Борис Юхананов – чудо(вище) непредсказуемости. «Самый загадочный режиссер России» – титул этот придуман не мной, и я могу только присоединиться к такому определению. У нас о нем слышали все, но почти никто не видел, и мало кто может толком изложить собственное мнение о нем. «Некрореалист» играется с трупами, – говорят одни. У него играют дауны, говорят другие. Его ноябрьский приезд в Киев был покрыт кружевом секретов. Наконец, большинство увидело его с экрана ЮТАРовской «Арт-афиши»: там он был почтенный и непохожий на миф о себе.
Мне посчастливилось попасть на его репетицию пушкинского «Моцарта и Сальери» в театральной студии при Центре современного искусства «Дах», куда Юхананова пригласили провести мастер-класс. Сначала он вел себя как простой зритель. Студийцы забавлялись – толчком к игре был пушкинский текст. Борис никого не исправлял, не перебивал – лишь слегка задумчиво молчал, как Степной волк на концерте классической музыки. Потом, делая длинные паузы, заговорил. Постепенно глаза угрожающе округлились, над зрачком выросла белая черточка. А через мгновение – лицо осветилось улыбкой, энергичной, как гримаса театра Кабуки – но, в отличие от неё, искренней. Фейерверк гипотез вспыхнул и погас. Маленькая импровизация тела, комическая сценка: два монтера над убиенной собачкой. И – неожиданно отбросив избитую версию «преступной зависти»: «Моцарт и Сальери» – равны перед лицом Божества ... они вместе преодолевают Божество ... «Мне совестно» – не потому, что страшно, а потому, что ты избранный. Возникает пирамида, где, выстроив Сальери, выстроив Моцарта, получим третье. Сальери – носитель ангелического содержания, но Моцарт – в прямой связи с ангелами ...» – было такое впечатление, что шаткое сценическое тело лепилось у нас на глазах. Раз, упал кусок глины. Два – ладонь размяла новорожденный глиняный гриб. И – по-новому.
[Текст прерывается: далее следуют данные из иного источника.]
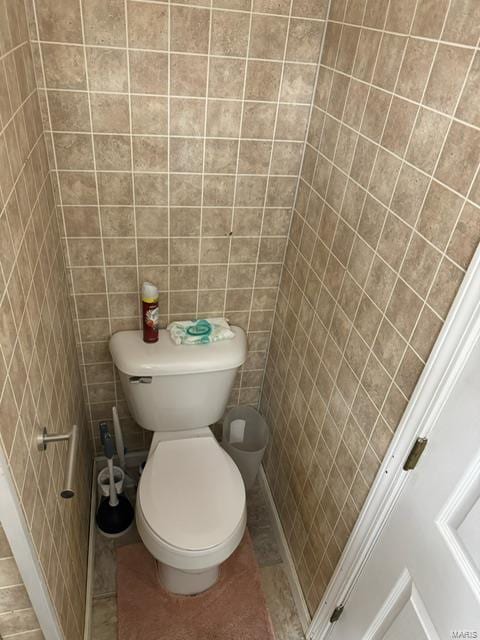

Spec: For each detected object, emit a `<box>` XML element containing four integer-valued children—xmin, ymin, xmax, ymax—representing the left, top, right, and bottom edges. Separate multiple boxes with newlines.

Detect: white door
<box><xmin>326</xmin><ymin>342</ymin><xmax>480</xmax><ymax>640</ymax></box>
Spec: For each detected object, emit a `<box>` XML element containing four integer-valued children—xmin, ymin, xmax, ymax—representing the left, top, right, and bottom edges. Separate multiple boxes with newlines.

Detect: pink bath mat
<box><xmin>117</xmin><ymin>533</ymin><xmax>275</xmax><ymax>640</ymax></box>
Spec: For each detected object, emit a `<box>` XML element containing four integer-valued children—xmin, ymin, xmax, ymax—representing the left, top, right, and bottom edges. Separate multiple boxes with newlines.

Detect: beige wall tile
<box><xmin>260</xmin><ymin>0</ymin><xmax>480</xmax><ymax>614</ymax></box>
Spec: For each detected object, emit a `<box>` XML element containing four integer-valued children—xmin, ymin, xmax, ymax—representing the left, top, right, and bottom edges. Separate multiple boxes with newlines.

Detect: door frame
<box><xmin>306</xmin><ymin>247</ymin><xmax>480</xmax><ymax>640</ymax></box>
<box><xmin>0</xmin><ymin>447</ymin><xmax>64</xmax><ymax>640</ymax></box>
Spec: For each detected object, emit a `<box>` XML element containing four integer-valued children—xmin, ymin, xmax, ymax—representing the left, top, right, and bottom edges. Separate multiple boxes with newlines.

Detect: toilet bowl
<box><xmin>110</xmin><ymin>327</ymin><xmax>247</xmax><ymax>595</ymax></box>
<box><xmin>136</xmin><ymin>435</ymin><xmax>246</xmax><ymax>595</ymax></box>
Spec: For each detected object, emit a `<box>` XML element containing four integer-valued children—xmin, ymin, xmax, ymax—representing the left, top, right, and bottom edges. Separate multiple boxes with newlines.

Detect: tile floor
<box><xmin>92</xmin><ymin>464</ymin><xmax>304</xmax><ymax>640</ymax></box>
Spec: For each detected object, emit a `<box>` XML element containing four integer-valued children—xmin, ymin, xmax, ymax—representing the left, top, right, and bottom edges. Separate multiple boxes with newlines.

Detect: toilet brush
<box><xmin>95</xmin><ymin>433</ymin><xmax>135</xmax><ymax>538</ymax></box>
<box><xmin>112</xmin><ymin>407</ymin><xmax>137</xmax><ymax>487</ymax></box>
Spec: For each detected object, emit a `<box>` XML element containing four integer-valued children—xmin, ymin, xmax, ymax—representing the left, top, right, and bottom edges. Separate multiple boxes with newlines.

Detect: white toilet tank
<box><xmin>110</xmin><ymin>327</ymin><xmax>247</xmax><ymax>431</ymax></box>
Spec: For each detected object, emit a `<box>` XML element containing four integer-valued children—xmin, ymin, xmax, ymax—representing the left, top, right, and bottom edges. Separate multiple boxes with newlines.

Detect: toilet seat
<box><xmin>137</xmin><ymin>437</ymin><xmax>246</xmax><ymax>570</ymax></box>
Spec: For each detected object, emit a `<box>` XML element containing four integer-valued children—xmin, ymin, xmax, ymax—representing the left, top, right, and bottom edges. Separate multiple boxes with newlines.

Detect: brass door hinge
<box><xmin>403</xmin><ymin>438</ymin><xmax>428</xmax><ymax>471</ymax></box>
<box><xmin>330</xmin><ymin>604</ymin><xmax>345</xmax><ymax>623</ymax></box>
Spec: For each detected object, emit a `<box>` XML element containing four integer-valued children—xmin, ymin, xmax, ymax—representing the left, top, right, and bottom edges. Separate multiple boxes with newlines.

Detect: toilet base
<box><xmin>156</xmin><ymin>560</ymin><xmax>219</xmax><ymax>596</ymax></box>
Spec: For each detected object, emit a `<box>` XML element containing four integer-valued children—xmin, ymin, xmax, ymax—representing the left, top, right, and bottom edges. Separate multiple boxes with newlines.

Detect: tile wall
<box><xmin>261</xmin><ymin>0</ymin><xmax>480</xmax><ymax>613</ymax></box>
<box><xmin>0</xmin><ymin>0</ymin><xmax>91</xmax><ymax>640</ymax></box>
<box><xmin>28</xmin><ymin>0</ymin><xmax>332</xmax><ymax>448</ymax></box>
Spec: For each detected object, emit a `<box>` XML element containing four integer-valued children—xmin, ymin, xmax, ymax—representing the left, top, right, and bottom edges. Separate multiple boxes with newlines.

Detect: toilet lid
<box><xmin>138</xmin><ymin>437</ymin><xmax>245</xmax><ymax>551</ymax></box>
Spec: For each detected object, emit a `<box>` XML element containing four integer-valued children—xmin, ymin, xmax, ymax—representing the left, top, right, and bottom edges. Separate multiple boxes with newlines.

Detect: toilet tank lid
<box><xmin>110</xmin><ymin>327</ymin><xmax>247</xmax><ymax>376</ymax></box>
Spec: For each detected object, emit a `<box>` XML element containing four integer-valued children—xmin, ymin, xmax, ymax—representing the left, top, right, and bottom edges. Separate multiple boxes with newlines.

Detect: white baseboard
<box><xmin>258</xmin><ymin>467</ymin><xmax>311</xmax><ymax>633</ymax></box>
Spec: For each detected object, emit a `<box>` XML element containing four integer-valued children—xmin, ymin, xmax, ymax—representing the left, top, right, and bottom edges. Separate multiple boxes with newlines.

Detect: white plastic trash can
<box><xmin>222</xmin><ymin>406</ymin><xmax>269</xmax><ymax>490</ymax></box>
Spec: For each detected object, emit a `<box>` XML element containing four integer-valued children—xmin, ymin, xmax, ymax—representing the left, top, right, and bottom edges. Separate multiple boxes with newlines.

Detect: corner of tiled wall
<box><xmin>0</xmin><ymin>0</ymin><xmax>91</xmax><ymax>640</ymax></box>
<box><xmin>261</xmin><ymin>0</ymin><xmax>480</xmax><ymax>613</ymax></box>
<box><xmin>28</xmin><ymin>0</ymin><xmax>332</xmax><ymax>456</ymax></box>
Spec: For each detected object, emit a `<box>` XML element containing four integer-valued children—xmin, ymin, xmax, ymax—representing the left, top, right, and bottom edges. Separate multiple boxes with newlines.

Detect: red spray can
<box><xmin>142</xmin><ymin>282</ymin><xmax>160</xmax><ymax>342</ymax></box>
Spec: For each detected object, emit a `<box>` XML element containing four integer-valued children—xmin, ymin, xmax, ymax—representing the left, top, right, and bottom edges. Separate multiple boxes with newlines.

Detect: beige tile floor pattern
<box><xmin>92</xmin><ymin>470</ymin><xmax>304</xmax><ymax>640</ymax></box>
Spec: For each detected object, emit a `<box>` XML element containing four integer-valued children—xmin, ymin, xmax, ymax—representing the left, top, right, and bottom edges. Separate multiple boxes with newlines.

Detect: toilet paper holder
<box><xmin>37</xmin><ymin>424</ymin><xmax>78</xmax><ymax>498</ymax></box>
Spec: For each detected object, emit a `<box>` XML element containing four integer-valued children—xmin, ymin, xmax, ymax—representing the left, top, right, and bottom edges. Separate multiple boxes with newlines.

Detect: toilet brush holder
<box><xmin>97</xmin><ymin>466</ymin><xmax>125</xmax><ymax>498</ymax></box>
Юхананов так и строит свои спектакли – как долговременный процесс, где художник освобожден от претензий на окончательное совершенство. Правила игры выясняются (как по Витгенштейну) во время самой игры. Миф выстраивается – он же призывает к соучастию. «Я не согласен, что игра – это познание или созидание, – прокламирует Юхананов. Игра – это радость. Искусство близко к страсти, к любви ... Это гармония птичьей стаи, прекрасным треугольником выстроенной в небе ...» Его легендарный «Сад» (своеобразная интерпретация чеховского «Вишневого сада») играется то ли 6 часов, то ли 6 дней: «наш русский Махатма» называет режиссер Антона Павловича. Ему видятся в этой пьесе предсказания главных противоречий нашего времени. Поэтому и совмещается образ Лопахина с Терминатором, хотя вообще-то откровенной модернизации режиссер избегает. Робко произносит слово «энергетика». (Еще бы: так загубили, затаскали это понятие все, кому не лень!). В созданном Юханановым для ОРТ фильме «Неуправляемый ни для кого» дауны комментируют текст Евангелия (сам режиссер считает своих необычных актеров «удивительными существами с улыбкой Будды ... близкими моим внутренним идеалам ... отрядом космонавтов, прилетевшим на нашу землю ...»). Но автор сознательно ограничивается дистанционным контактом с выделенными участками сакрального, где царит мистерия и ритуал, и никак не более того. Ведь сегодня опасность «новой коллективности» действительно существует, несмотря на то, что истоки ее – из вполне альтруистических источников. (Мессианизму – «но пасаран»).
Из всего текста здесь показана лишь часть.